Talking to someone recently about what they were looking for next in their career I was reminded of a conversation I had a number of years ago with someone who was desperate to get into a particular group at work. The group he was in was well respected and this person had built up a good reputation for ‘getting things done’. But he wanted a move to help his own career progression that was very much on an upward trajectory.
I asked him what it was about the group that he was looking to join that made it so attractive. His response was interesting in that first off he mentioned the group leader’s name and then went on to describe what it was like to work within that group. It turned out that he had existing working relationships with people in the group. He had built up an understanding of what it was like to be part of that group from what they had told him and his perception of the way they worked. He liked what he heard and what he saw.
I asked him what he thought it would be like working directly for the group leader he had mentioned. He paused and said that he wasn’t really sure but he was confident that it would be okay as he hadn’t heard anything bad about the individual. Anyhow, it must all right as it would have shown up in the interactions he’d already had with group members – wouldn’t it? This raised an intriguing point. Even though he didn’t know the group leader that well he was prepared to put that group at the top of his list based on what he had seen as the way that group carried out its business.
His logic was that if the group leader had established, or let the group establish this way of working then, either way, that was the kind of person he would be happy to work for. He had an existing understanding of how the group operated and that matched his own thoughts on how he wanted to work.

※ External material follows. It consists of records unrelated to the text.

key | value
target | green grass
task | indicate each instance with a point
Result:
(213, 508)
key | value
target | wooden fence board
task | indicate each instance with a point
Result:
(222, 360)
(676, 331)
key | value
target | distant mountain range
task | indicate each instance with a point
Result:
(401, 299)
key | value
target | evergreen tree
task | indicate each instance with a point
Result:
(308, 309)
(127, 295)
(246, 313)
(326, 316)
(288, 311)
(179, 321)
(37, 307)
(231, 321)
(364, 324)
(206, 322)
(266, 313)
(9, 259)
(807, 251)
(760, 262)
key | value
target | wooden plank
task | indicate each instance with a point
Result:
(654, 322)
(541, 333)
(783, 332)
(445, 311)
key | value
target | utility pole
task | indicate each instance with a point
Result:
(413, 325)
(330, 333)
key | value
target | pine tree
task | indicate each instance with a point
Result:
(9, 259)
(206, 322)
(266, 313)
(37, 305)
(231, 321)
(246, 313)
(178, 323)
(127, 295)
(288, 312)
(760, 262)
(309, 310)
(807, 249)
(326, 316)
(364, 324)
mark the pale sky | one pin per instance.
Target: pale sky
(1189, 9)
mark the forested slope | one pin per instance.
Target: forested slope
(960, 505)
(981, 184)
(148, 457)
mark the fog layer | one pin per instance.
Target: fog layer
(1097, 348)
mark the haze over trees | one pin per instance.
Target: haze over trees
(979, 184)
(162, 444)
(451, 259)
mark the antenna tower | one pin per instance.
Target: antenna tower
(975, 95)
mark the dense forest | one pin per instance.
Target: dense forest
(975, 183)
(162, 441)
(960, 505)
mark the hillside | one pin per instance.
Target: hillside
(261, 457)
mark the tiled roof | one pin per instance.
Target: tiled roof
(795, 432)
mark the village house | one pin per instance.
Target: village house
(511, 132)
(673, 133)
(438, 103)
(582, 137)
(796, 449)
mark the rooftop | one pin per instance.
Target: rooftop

Now this was a person who had a good track record of delivering on their projects and as such was in demand by other groups. He was looking for a move that would help him in his own career but would also challenge him professionally. Without realizing it the leader of the group that he aspired to join had not only created an effective working culture he had made his group extremely attractive which enabled it to choose from the best candidates on offer when recruiting. Whether the leader had deliberately designed his group to operate in the way it did or allowed it to develop as it did is irrelevant. Or perhaps they are just two ways of looking at the same thing.